[
https://issues.apache.org/jira/browse/HDDS-14502?page=com.atlassian.jira.plugin.system.issuetabpanels:all-tabpanel
]
ASF GitHub Bot updated HDDS-14502:
----------------------------------
Labels: pull-request-available (was: )
> [Website v2] [Docs] [Administrator Guide] Replacing Ozone Manager Disks
> -----------------------------------------------------------------------
>
> Key: HDDS-14502
> URL: https://issues.apache.org/jira/browse/HDDS-14502
> Project: Apache Ozone
> Issue Type: Sub-task
> Reporter: Wei-Chiu Chuang
> Assignee: Gargi Jaiswal
> Priority: Major
> Labels: pull-request-available
>
> [https://ozone-site-v2.staged.apache.org/docs/administrator-guide/operations/disk-replacement/ozone-manager]
>
> if the disk containing OM metadata directory (ozone.om.db.dirs) needs to be
> replaced for whatever reason, the OM metadata directory will need to be
> reconstructed by running ozone om–bootstrap. (assuming OM HA is configured)
>
> —
> Gemini Cli suggests the following content, which looks quite reasonable to me:
>
> —
> Title: Replacing Ozone Manager Disks
> Audience: Cluster Administrators
> Prerequisites: Familiarity with Ozone cluster administration and Linux
> system administration.
> —
> 1. Overview
> Start with a brief introduction explaining the purpose of the document.
> * Purpose: This guide provides the steps required to safely replace a
> failed disk on an Ozone Manager (OM) node.

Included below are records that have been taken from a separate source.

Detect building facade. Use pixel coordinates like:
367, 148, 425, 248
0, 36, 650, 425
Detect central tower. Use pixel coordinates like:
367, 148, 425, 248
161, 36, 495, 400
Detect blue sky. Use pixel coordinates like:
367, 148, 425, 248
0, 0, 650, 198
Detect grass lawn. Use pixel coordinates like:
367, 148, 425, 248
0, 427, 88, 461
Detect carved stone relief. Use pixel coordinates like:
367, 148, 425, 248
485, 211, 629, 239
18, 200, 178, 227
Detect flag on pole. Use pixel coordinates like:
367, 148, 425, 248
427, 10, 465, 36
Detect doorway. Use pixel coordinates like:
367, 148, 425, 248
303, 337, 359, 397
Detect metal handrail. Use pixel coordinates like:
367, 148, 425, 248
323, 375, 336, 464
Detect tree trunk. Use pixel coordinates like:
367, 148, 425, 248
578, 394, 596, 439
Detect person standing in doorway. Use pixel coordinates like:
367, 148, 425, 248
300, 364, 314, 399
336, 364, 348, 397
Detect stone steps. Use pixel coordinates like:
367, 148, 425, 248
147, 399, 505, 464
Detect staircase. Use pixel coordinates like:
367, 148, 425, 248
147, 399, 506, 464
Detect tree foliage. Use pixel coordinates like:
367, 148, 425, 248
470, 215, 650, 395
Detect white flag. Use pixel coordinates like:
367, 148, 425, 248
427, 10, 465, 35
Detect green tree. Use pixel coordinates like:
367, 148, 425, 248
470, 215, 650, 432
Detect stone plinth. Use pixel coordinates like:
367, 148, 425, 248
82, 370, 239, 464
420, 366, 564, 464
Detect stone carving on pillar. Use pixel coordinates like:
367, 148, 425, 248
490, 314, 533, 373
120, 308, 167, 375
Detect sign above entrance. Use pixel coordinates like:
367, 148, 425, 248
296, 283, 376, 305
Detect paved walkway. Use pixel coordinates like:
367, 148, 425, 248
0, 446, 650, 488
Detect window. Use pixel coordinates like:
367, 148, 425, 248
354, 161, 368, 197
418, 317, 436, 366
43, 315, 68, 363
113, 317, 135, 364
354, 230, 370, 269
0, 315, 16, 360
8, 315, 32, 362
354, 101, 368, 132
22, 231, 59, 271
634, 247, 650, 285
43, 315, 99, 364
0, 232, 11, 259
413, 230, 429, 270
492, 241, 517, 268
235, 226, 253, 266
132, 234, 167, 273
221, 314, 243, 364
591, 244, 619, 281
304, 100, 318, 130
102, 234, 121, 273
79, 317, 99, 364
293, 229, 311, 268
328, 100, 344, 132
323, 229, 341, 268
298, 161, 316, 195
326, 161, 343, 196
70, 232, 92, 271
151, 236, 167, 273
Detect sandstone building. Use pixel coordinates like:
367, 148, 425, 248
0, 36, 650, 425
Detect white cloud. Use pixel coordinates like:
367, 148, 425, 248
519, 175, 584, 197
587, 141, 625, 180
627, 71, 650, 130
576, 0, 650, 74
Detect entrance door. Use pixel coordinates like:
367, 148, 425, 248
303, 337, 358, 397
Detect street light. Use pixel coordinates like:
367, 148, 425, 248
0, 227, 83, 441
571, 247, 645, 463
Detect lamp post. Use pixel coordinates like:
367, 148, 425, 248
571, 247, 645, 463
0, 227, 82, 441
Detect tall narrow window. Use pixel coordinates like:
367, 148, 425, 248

> * Impact of OM Disk Failure: The OM disk is critical as it stores the
> RocksDB database containing the entire object store namespace (volumes,
> buckets,
> keys) and block locations. A failure of this disk can lead to metadata
> loss if not handled correctly.
> * Crucial Distinction: HA vs. Non-HA: The recovery procedure depends
> entirely on whether your OM is a single, standalone instance or part of a
> High-Availability (HA) Ratis-based quorum. The HA procedure is
> significantly safer and results in no cluster downtime. Running a standalone
> OM is not
> recommended for production environments.
> —
> 2. Pre-flight Checks
> Before starting, the administrator should:
> 1. Identify the Failed Disk: Use system tools (dmesg, smartctl, etc.) to
> confirm which disk has failed and its mount point.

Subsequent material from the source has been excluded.